The decision tree above is a first guide. When unsure, start with D1 + KV and scale when you hit a bottleneck.
③ Storage without Identity
// WRONG
async fetch(request, env) {
if (url.pathname === "/api/user") {
const id = url.searchParams.get("id");
return Response.json(await env.DB.prepare("SELECT * FROM users WHERE id = ?").bind(id).first());
}
}
No identity check → anyone can view any profile. Storage must always come after Identity, never before or in parallel with it.
④ Caching Identity results wrong
// WRONG
const cachedClaims = new Map<string, Claims>();
async function verifyJwt(jwt: string) {
if (cachedClaims.has(jwt)) return cachedClaims.get(jwt);
// ...
}
A module-level Map doesn’t survive across requests (Part 2). And caching JWTs for too long is a security risk (revocation stops working).

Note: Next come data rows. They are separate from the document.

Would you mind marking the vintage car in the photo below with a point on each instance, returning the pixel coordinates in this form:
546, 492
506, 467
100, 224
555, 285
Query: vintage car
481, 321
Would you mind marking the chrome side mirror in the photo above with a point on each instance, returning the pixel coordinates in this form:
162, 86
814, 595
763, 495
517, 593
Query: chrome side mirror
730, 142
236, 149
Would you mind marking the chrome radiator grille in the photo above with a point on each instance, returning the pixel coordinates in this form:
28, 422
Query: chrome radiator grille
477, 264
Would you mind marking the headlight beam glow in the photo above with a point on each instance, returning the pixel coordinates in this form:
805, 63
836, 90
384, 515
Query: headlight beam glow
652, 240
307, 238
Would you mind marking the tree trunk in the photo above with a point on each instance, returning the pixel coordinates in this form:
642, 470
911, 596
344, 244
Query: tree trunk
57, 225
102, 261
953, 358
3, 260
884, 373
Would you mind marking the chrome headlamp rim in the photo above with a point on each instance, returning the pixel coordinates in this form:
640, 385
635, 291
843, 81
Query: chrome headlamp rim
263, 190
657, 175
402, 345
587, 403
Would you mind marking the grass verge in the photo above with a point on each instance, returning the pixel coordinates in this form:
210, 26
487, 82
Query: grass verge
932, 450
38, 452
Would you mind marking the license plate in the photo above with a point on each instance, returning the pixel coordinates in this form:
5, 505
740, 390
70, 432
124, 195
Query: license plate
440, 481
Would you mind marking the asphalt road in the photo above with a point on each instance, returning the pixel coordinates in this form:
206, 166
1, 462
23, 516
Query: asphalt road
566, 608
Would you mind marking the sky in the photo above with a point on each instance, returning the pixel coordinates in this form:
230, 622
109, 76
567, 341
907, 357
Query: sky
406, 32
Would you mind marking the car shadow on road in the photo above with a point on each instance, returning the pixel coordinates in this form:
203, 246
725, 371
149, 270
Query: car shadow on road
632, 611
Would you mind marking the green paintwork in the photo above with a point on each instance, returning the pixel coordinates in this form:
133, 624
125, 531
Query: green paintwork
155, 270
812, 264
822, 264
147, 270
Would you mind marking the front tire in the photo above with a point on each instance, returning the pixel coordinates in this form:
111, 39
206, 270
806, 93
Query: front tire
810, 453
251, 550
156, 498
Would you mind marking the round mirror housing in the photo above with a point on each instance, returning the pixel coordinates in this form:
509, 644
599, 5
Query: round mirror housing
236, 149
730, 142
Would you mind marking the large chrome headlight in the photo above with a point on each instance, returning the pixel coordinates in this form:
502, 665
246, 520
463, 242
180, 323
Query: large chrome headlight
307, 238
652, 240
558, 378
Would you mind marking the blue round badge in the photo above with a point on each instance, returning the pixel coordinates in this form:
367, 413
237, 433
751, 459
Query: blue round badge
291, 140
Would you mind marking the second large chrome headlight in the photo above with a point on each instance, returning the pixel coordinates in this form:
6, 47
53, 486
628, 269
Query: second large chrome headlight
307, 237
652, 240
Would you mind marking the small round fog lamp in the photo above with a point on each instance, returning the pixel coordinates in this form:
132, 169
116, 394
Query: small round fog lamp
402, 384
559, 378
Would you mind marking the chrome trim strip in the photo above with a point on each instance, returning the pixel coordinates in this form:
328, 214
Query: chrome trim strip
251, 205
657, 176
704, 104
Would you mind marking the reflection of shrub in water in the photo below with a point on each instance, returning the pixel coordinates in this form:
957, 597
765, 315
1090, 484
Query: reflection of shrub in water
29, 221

Use KV with a short TTL (60s) or re-verify every request.
Production checklist
- The Worker decomposes cleanly into 3 layers on an architecture diagram.
- Every endpoint has an explicit Identity mechanism (including “public” — write it explicitly).
- Identity is verified before Storage is touched, never inline.
- Every Storage choice has a reason (not “because KV was easiest”) that matches the decision tree.
- Secrets go through
wrangler secret put, never hardcoded or in plain env vars. - OIDC federation is preferred for workload-to-workload auth; no long-lived keys.
- Logging distinguishes the 3 layers (request received, identity verified, storage op done).
Wrap-up
The 3-binding mental model is the recurring frame for every post in the series. Part 4 goes into the concrete dev loop: Wrangler, Miniflare, local dev, testing with vitest.
From Part 5 onward we dive into the Storage layer: KV, D1, R2, Queues, Durable Objects. Each post will have real code and real gotchas from building this blog.